What we have here fundamentally is a deep philosophical dispute about the nature of explanation, and not a debate confined to the philosophy of mind. What's more, it is not a debate that is going to be resolved by further empirical research.  Not all legitimate questions are empirical questions.

It ought to be self-evident that any explanation that consigns the explanandum (that which is to be explained) to the status of nonexistence is a failure as an explanation. Eliminativist moves are confessions of failure. Any genuine explanation of X presupposes (and so cannot eliminate) the
existence of X.  One cannot explain something by explaining it away.  Two related points:

1. One cannot explain what does not exist.  One cannot explain why unicorns roam the Superstition Wilderness, or why the surface of the moon is perfectly smooth.  There is nothing to explain.  In the case of consciousness, however, there is something to explain.  So it at least makes sense to attempt to explain consciousness.

2. An explanation that entails the nonexistence of the explanandum is no explanation at all.

Both (1) and (2) are analytic truths that simply unpack the concept of explanation.

I once heard a proponent of Advaita Vedanta claim that advaitins don't explain the world; they explain it away.  Now it is surely dubious in the extreme to think of this insistent and troubling plural world of our ongoing everyday acquaintance as an illusion.  Whatever its exact ontological status, it exists.  If it didn't there would be nothing to explain or explain away.  And if one were to explain it away, as one with Brahman, then one would have precisely failed to explain it.

What Dennet is maintaining about consciousness and the Subject is even worse.  There is some vestige of sense in the claim that the world is an illusion.  It makes sense, at least initially, to say that there is an Absolute Consciousness and that the world is its illusion.  But it is utterly absurd to maintain that consciousness is an illusion. The very distinction between illusion and reality presupposes consciousness.  In a world without consciousness, nothing would appear, and so nothing would appear
falsely.  Necessarily, no consciousness, no illusions. Illusions prove the reality of consciousness.

This is a very simple point. It is an 'armchair' point.  All you have to do is think to know that it is true.  But neither its being 'armchair' nor its being simple is an argument against it.  The law of non-contradiction is simple and  'armchair' too. 

The denigration of a priori knowledge is part and parcel of the pseudophilosophy of scientism.

Since consciousness exists, the project of explaining it at least makes sense, by (1).  By (2), an eliminativist explanation is no explanation at all.

The thing about consciousness is that the only way to explain it in terms satisfactory to a materialist is by denying its existence. It is to Dennett's 'credit' that he drives to the very end of this dead-end road, thereby showing that it is a dead-end.

My most rigorous demolition of Dennett's scientistic sophistry is in Can Consciousness be Explained? Dennett Debunked.

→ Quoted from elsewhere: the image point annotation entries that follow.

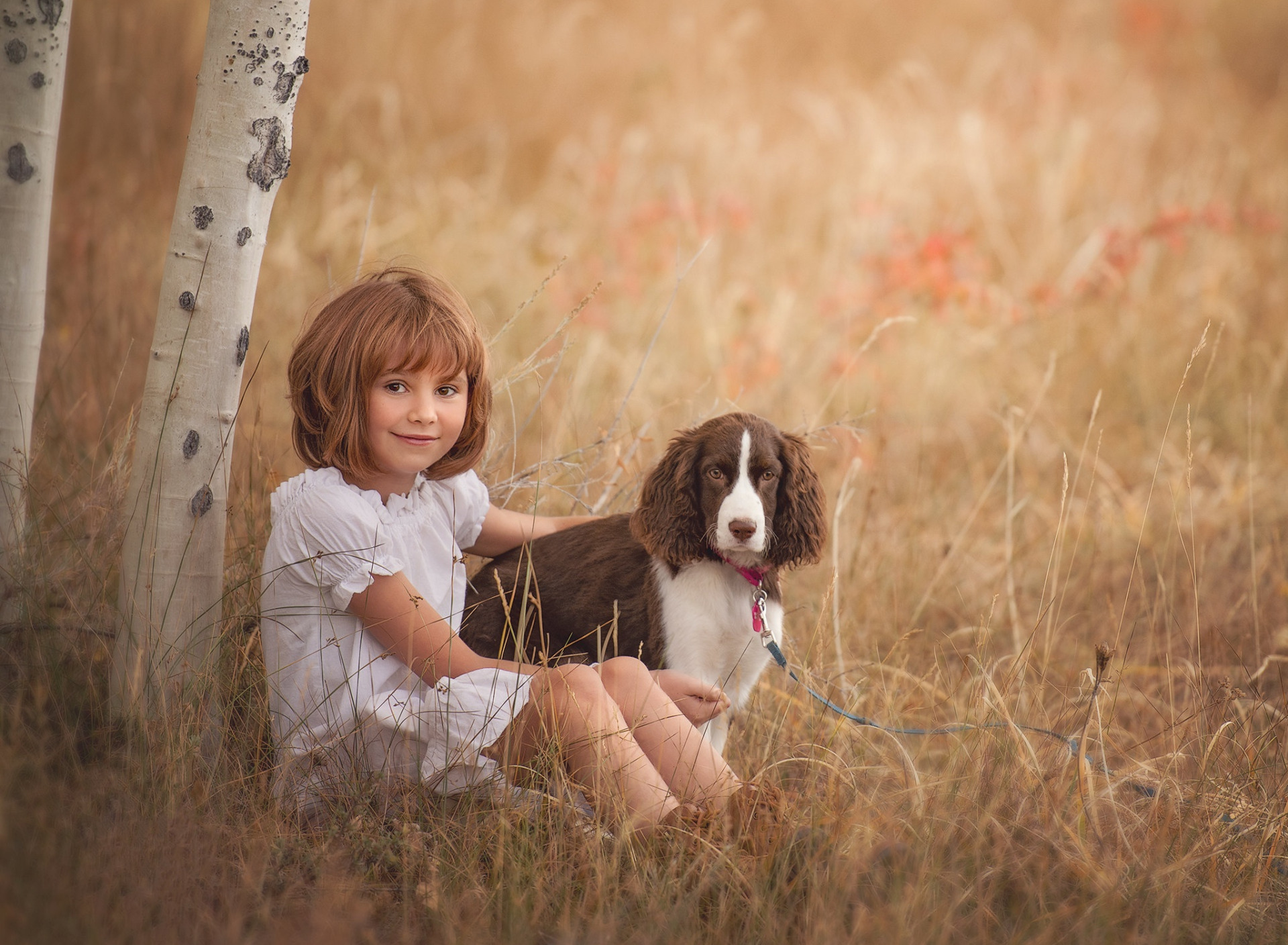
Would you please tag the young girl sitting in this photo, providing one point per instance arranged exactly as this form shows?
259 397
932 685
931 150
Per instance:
364 587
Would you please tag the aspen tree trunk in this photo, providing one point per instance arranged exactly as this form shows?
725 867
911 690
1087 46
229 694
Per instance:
32 65
239 151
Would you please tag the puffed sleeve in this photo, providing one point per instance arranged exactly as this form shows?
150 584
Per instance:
467 501
340 539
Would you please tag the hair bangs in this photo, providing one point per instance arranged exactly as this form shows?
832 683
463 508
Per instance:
425 341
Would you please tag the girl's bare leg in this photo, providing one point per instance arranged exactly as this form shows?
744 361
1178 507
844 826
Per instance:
570 707
692 768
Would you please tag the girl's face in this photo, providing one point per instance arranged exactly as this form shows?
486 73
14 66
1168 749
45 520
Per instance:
414 418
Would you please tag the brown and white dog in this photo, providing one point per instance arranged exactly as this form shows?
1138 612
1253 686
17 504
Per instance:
661 583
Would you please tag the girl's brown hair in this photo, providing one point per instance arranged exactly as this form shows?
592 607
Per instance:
396 313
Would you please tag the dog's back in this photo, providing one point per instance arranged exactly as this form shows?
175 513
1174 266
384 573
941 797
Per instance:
562 588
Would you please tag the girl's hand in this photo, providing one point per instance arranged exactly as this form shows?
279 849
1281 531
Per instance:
506 529
700 701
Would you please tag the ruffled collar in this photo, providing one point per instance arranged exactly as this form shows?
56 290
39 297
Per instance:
330 477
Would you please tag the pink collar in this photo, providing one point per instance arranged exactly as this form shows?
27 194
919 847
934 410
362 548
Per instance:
755 577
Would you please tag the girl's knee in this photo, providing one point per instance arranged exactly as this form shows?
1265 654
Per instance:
624 669
574 681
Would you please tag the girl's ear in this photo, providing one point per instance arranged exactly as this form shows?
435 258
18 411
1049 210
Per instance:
800 522
669 519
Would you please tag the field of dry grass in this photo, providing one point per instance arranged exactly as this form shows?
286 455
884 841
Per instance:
1019 268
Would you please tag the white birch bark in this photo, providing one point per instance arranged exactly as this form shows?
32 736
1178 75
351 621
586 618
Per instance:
32 65
239 151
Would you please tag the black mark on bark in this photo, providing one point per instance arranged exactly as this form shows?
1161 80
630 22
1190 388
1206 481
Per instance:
50 11
201 502
274 158
286 78
19 168
284 87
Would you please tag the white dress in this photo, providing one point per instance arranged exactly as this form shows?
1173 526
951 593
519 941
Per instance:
340 705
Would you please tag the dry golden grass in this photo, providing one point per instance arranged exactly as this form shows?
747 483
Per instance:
1019 266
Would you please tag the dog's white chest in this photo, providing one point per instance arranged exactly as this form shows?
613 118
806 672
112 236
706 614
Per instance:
706 621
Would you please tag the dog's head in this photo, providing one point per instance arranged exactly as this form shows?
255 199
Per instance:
736 485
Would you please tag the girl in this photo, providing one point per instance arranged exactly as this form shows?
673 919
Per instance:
364 585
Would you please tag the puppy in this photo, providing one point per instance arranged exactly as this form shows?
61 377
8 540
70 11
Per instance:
732 502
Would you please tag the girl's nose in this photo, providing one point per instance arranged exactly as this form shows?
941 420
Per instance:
423 411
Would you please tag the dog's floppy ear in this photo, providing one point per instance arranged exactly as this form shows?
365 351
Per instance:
669 520
800 522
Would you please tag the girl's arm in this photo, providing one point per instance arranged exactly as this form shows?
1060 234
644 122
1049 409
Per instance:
409 628
506 529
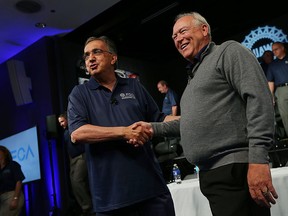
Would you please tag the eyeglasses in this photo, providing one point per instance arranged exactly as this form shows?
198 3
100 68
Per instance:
95 52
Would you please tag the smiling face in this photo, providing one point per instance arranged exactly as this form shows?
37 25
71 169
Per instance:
98 58
189 37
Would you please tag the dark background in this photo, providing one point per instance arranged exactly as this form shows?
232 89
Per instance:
142 31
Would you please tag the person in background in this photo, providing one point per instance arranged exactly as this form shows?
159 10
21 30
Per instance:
125 180
266 59
227 120
277 76
170 103
78 169
11 177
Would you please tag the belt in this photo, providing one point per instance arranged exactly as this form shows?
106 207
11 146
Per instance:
283 84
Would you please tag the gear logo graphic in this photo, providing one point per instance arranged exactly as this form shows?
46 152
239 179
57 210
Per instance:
261 39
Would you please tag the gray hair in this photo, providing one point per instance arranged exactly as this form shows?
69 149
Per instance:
197 18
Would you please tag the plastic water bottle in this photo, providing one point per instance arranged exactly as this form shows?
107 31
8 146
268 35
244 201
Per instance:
176 174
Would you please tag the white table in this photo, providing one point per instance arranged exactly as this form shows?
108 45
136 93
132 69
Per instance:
189 201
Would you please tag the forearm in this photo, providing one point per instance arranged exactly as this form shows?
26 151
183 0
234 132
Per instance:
174 110
91 134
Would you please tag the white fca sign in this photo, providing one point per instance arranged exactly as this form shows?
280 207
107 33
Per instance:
268 34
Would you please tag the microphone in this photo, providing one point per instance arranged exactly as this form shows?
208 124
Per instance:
114 101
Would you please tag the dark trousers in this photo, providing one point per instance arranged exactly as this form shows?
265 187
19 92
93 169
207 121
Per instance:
227 191
157 206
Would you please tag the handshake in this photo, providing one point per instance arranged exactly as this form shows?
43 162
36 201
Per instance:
138 133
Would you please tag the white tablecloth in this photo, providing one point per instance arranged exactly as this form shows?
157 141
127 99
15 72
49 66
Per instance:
189 201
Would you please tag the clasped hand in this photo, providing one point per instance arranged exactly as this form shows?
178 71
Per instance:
138 133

If Dennett were right, then we would all be zombies, including Dennett.  (See Searle, Dennett, and Zombies.) But then there would be no consciousness to explain and to write fat books about.

The demand that consciousness be exhaustively explained in terms involving no tincture of  consciousness is a demand that cannot be met.  Explanation of what by whom to whom?  Explanation is an inherently mind-involving notion.  There are no explanations in nature.  There is no way the science of matter can somehow close around the phenomena of mind and include them within its ambit.  Science, like explanation, is inherently mind-involving.